A convivência e a música brasileira foram suas maiores professoras da língua que hoje fala com fluência. Autor de títulos fundamentais para compreender a vida política e a luta homossexual no país, como “Além do carnaval: a homossexualidade masculina no Brasil do século XX”, “Apesar de vocês: a oposição e a ditadura militar brasileira nos EUA” e o recente “Revolucionário e gay: a vida extraordinária de Herbert Daniel”, Green manteve os olhos no Brasil ainda que com os pés fincados nos Estados Unidos.

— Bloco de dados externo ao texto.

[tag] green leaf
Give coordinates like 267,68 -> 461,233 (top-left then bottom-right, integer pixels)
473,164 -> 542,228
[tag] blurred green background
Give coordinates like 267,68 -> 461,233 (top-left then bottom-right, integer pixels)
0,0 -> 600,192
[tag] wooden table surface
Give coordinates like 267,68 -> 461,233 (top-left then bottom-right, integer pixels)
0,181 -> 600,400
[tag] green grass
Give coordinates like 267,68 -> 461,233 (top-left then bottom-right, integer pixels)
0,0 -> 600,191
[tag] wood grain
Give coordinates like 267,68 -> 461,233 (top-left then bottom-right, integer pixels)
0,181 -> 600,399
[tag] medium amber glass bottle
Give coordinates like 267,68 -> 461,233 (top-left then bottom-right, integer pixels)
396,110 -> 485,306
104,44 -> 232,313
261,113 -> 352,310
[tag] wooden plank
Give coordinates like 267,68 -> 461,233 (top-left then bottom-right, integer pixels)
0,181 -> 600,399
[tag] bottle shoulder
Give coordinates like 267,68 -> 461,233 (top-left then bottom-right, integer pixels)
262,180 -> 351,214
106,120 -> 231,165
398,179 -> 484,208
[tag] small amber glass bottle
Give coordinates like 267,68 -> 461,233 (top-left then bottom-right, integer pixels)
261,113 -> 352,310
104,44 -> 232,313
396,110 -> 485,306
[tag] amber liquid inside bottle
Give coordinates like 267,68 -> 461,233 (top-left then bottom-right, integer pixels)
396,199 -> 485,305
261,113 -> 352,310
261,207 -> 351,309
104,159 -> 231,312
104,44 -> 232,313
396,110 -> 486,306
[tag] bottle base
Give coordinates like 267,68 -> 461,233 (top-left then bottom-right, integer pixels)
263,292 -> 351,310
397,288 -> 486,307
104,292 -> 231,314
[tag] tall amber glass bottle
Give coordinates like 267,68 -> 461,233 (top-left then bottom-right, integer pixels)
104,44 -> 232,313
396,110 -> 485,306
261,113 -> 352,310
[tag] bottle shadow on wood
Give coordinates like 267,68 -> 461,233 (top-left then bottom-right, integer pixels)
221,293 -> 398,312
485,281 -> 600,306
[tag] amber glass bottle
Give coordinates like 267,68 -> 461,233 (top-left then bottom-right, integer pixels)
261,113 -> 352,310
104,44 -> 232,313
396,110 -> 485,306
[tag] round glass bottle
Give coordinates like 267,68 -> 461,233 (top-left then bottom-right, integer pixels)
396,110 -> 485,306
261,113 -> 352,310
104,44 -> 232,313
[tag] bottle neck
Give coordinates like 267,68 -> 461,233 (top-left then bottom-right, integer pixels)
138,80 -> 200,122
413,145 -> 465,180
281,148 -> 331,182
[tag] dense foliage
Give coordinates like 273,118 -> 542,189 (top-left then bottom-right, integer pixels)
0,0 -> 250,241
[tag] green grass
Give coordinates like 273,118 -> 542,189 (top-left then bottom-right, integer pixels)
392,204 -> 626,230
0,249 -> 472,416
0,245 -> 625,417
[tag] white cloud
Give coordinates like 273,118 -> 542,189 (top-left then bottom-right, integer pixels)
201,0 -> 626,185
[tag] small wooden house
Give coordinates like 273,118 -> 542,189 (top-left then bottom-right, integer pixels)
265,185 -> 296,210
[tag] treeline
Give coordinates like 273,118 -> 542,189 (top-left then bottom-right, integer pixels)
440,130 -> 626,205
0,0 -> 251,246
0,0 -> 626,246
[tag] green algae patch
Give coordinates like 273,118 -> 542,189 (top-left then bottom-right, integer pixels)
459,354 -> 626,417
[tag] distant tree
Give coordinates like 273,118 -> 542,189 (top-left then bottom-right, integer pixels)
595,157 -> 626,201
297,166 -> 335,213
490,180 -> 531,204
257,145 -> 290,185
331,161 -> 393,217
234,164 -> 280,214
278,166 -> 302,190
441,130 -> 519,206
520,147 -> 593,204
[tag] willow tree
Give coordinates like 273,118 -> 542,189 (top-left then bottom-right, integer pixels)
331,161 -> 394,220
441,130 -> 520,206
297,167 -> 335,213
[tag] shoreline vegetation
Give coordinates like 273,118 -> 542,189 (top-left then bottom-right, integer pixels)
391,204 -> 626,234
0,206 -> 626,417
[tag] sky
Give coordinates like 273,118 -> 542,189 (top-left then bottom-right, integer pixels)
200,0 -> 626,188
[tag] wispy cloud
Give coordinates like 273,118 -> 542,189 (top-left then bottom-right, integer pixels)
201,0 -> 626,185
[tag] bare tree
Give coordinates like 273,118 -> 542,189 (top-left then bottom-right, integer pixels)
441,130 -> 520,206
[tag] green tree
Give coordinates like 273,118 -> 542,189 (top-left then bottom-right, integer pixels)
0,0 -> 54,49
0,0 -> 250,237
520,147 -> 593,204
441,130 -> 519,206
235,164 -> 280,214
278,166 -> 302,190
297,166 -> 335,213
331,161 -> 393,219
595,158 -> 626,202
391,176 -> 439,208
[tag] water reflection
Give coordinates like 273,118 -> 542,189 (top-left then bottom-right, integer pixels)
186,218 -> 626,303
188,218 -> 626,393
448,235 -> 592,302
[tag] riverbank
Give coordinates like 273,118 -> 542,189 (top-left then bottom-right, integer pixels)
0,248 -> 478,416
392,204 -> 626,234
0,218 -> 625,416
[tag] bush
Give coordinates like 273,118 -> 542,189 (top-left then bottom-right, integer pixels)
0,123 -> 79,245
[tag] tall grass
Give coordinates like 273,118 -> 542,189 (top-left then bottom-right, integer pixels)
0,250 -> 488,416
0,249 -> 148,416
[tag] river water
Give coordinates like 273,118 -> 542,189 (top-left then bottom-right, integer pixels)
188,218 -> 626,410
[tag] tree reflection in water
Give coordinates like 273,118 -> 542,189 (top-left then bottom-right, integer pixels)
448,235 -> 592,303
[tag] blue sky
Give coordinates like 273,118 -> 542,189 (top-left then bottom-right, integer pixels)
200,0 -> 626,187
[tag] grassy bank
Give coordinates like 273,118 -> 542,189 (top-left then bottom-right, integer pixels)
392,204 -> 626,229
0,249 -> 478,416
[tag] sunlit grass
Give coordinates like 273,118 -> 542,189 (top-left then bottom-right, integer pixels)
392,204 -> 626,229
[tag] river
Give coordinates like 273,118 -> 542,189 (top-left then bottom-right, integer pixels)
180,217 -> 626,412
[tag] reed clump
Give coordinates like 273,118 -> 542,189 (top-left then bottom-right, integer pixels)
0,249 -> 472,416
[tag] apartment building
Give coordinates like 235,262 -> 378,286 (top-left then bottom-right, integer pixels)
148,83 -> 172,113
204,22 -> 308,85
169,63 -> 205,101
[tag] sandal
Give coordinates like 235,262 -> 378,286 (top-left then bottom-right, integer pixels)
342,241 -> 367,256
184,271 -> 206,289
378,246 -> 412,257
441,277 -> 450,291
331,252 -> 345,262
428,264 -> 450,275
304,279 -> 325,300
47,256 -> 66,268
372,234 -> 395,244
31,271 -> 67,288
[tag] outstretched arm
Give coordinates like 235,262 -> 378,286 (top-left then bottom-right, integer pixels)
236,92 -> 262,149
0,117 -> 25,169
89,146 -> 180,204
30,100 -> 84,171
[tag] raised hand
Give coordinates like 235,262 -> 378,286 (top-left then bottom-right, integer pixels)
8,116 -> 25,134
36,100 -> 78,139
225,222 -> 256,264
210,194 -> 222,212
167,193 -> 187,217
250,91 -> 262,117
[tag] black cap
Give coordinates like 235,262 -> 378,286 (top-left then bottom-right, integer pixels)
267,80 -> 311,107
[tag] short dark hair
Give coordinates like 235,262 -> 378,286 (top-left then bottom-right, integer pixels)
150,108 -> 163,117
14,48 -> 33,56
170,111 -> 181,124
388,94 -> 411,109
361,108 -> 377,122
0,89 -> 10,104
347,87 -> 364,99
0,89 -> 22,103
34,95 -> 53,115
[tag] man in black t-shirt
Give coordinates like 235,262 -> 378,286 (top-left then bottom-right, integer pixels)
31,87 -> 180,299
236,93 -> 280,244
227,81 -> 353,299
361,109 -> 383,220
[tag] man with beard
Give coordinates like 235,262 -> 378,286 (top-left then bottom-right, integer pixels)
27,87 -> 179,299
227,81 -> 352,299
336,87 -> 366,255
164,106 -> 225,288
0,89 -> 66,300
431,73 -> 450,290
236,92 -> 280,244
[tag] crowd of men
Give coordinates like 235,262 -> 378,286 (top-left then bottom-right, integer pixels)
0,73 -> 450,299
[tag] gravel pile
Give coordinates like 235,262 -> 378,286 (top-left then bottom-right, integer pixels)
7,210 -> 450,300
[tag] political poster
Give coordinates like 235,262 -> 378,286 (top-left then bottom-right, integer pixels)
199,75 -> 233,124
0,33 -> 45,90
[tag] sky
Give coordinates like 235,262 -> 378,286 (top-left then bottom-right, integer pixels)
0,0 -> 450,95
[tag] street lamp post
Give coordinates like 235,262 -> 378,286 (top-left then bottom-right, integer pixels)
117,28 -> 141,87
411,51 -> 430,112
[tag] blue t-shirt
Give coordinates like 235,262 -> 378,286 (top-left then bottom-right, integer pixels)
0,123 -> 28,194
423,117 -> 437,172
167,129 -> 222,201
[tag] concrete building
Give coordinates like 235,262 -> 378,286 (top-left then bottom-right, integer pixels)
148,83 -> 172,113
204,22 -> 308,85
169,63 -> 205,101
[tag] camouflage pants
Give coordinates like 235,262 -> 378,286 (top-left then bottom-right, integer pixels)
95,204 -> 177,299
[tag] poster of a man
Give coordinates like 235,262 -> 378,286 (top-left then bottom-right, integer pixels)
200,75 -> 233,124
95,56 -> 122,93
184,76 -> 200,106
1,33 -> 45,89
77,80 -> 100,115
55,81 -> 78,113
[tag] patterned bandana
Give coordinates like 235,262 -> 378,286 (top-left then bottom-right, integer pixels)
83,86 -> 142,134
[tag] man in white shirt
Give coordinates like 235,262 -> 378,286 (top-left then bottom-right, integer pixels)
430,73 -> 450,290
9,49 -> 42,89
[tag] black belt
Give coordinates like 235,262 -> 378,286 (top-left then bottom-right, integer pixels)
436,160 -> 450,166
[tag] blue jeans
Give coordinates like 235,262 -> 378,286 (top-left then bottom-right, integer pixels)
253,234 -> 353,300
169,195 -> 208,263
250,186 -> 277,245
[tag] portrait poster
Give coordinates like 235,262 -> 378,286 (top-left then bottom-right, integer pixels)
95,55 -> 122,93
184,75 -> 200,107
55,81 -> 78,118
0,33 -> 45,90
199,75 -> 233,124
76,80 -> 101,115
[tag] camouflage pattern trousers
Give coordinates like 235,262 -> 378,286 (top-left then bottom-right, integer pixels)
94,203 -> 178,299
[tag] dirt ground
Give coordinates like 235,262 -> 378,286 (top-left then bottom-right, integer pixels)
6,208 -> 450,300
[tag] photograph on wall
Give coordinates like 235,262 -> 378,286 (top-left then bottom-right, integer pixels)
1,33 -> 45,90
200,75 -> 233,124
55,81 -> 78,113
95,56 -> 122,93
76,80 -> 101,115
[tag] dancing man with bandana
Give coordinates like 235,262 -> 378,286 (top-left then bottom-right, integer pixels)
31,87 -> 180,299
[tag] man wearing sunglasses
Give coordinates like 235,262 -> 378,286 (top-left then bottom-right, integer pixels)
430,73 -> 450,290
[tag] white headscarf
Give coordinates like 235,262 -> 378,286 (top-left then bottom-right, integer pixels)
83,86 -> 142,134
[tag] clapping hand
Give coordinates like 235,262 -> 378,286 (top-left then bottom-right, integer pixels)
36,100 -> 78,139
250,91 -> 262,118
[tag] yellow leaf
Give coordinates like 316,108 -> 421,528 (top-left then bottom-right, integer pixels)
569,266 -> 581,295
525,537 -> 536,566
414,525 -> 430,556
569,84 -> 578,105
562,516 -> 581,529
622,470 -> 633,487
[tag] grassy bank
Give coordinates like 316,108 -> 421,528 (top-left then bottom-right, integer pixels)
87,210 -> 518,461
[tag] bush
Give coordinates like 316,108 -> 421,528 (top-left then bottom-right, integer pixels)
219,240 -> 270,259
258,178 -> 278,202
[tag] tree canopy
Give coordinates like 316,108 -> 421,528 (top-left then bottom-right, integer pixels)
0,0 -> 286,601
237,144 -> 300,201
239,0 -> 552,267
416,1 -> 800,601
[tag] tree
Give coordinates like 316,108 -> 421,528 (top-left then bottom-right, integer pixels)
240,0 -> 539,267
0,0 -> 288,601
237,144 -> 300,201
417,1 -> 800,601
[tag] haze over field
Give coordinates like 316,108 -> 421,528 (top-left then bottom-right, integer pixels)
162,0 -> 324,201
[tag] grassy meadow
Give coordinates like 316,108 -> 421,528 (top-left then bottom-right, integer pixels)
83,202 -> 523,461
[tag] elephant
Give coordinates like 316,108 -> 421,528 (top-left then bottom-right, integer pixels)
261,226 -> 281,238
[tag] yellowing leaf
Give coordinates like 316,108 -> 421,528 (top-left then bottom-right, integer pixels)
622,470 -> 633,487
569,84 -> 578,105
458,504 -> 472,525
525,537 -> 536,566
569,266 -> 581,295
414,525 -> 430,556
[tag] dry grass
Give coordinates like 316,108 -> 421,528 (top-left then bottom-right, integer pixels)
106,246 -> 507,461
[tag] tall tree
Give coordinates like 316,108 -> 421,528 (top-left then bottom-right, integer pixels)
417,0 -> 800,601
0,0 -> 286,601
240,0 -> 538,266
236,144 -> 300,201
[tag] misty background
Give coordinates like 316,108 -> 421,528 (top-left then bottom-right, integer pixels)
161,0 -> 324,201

Professor da Universidade Brown, em Rhode Island, o historiador de 69 anos conversou por telefone com a Tribuna, às vésperas de sua participação na abertura da IV Semana Rainbow da UFJF, retornando, ainda que de maneira virtual, à cidade que visitou em 2000, para lançar “Além do carnaval”, durante a Rainbow Fest, e assistir ao Miss Brasil Gay. Com mediação do pesquisador e professor da Faculdade de Educação da UFJF Anderson Ferrari, Green abre o evento que começa nesta segunda (10), às 20h, e segue até o dia 16, totalmente on-line.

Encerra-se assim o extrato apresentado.